It was the first hour of New Year’s Day. We had been at a gathering of missionaries playing games and bringing in the New Year with fun and prayer. We got a ride home in someone’s car. Our route took us past the local Shinto shrine.
The queue of people lining up to pray was way out of the shrine area and on to the pavement outside. This was about half past midnight! We went back later in the day, maybe about 10am, and the queue was even longer.
A little observation and research was needed to dig beneath the surface of what was going on.
A person who goes to pray will bow before going through the commonly-red torii gate which marks the entrance to the shrine. Then they rinse both their hands and mouth with water. When they get to the shrine itself, they place some money in the offering box and pull a rope attached to a bell. This is followed by the actual prayer ritual. Usually this takes the form of ‘two bows, two claps and one bow’. It is at the two claps that one states wishes or prayers silently.
When asked what they planned to pray for during their New Year’s visit to the shrine, about three-quarters of people said ‘domestic safety’, about two-thirds answered ‘good health/healing of illness’. Other common requests are ‘traffic safety’, ‘good luck’, ‘protection from bad luck’, ‘love and good relationships’ and ‘academic success/passing exams’.
Most Japanese people would not call themselves religious, yet most go to religious places at New Year to pray.

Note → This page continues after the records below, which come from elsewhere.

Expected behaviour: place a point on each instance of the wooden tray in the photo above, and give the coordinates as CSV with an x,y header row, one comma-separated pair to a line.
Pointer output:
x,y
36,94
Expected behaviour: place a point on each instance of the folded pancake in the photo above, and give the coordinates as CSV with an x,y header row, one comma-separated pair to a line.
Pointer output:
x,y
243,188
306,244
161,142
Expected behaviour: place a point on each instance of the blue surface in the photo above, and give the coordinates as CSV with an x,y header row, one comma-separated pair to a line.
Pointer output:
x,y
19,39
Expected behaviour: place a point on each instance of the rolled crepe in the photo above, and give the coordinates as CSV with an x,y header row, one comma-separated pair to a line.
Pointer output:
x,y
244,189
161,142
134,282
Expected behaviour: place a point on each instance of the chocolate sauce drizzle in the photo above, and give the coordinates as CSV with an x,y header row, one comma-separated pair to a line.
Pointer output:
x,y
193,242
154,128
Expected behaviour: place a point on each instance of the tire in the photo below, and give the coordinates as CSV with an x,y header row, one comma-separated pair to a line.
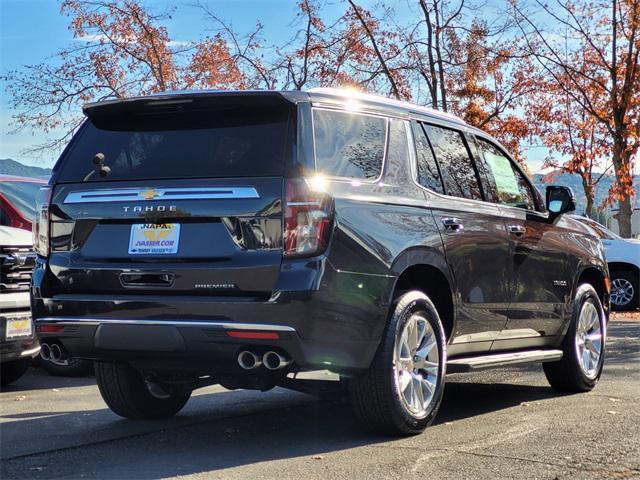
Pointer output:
x,y
13,370
629,283
377,395
125,392
75,367
569,374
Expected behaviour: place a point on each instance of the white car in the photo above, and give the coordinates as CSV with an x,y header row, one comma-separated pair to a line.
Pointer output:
x,y
18,343
623,257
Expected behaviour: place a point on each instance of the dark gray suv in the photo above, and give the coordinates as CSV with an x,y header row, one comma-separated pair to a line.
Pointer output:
x,y
239,238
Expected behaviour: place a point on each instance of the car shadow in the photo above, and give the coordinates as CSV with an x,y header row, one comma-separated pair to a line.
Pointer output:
x,y
38,379
193,443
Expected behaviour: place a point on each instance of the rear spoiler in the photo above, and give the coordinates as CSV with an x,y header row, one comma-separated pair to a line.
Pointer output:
x,y
186,100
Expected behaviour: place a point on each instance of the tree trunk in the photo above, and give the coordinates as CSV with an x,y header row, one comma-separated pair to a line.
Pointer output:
x,y
625,209
589,193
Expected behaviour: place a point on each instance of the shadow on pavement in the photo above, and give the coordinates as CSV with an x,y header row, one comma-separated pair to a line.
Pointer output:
x,y
38,379
190,444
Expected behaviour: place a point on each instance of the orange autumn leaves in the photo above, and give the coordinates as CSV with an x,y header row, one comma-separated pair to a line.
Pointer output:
x,y
565,76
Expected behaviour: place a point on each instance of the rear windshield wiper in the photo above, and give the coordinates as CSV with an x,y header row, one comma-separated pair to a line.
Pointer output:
x,y
98,166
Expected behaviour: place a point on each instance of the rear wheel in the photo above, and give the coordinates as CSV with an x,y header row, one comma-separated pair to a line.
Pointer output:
x,y
129,395
624,290
12,371
581,365
401,392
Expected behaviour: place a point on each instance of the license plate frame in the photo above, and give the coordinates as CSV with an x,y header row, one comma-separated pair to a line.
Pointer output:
x,y
18,326
154,239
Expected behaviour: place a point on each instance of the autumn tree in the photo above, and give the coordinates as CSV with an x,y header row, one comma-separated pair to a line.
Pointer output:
x,y
119,50
591,55
487,83
578,143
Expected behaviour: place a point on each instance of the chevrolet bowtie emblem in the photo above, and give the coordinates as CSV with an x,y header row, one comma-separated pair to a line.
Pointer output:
x,y
149,194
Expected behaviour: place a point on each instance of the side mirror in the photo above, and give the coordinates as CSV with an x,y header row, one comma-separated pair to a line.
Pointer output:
x,y
560,200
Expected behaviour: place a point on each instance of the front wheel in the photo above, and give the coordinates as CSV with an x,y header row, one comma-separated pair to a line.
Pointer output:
x,y
127,394
401,391
583,347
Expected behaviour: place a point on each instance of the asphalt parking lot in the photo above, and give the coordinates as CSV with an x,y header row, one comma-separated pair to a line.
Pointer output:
x,y
499,424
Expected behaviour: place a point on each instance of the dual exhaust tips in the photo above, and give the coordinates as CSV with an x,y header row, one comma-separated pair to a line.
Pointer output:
x,y
52,351
271,360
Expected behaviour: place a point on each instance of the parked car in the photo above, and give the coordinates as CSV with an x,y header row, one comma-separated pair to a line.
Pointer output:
x,y
239,237
17,209
623,257
18,337
17,200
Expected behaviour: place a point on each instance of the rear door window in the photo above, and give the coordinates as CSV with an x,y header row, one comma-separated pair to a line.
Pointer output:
x,y
457,169
349,144
428,171
237,141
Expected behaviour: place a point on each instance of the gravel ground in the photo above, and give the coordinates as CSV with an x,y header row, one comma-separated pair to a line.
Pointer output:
x,y
498,424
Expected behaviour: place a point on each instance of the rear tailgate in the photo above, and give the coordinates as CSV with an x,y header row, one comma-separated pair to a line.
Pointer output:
x,y
191,202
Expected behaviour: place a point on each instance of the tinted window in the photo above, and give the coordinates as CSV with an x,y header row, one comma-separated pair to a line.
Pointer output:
x,y
22,196
510,185
456,167
428,173
234,141
5,221
348,144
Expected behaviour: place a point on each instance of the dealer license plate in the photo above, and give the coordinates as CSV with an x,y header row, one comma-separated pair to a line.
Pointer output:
x,y
18,327
154,238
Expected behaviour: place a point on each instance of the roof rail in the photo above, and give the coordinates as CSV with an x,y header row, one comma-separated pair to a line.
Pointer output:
x,y
358,95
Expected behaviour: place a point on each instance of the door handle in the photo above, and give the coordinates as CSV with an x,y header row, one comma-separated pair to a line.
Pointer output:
x,y
452,224
145,280
517,230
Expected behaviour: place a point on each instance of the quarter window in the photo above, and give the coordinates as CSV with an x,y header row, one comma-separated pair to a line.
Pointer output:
x,y
510,185
456,166
428,173
349,144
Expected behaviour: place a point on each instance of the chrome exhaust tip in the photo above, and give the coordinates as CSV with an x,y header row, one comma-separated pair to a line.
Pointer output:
x,y
45,351
56,352
249,360
275,361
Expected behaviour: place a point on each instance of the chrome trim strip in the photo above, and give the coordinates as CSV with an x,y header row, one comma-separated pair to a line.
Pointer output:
x,y
109,195
177,323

How can Christians, pastors, and missionaries reach the Japanese people? Like all unbelievers, their minds have been blinded by the god of this age, so they cannot see the light of the gospel that displays the glory of Christ, who is the image of God. (2 Corinthians 4:4)
Let’s all pray that in this New Year, God the Father, Son and Holy Spirit will work in Japanese hearts and minds so that they will see the light of the gospel.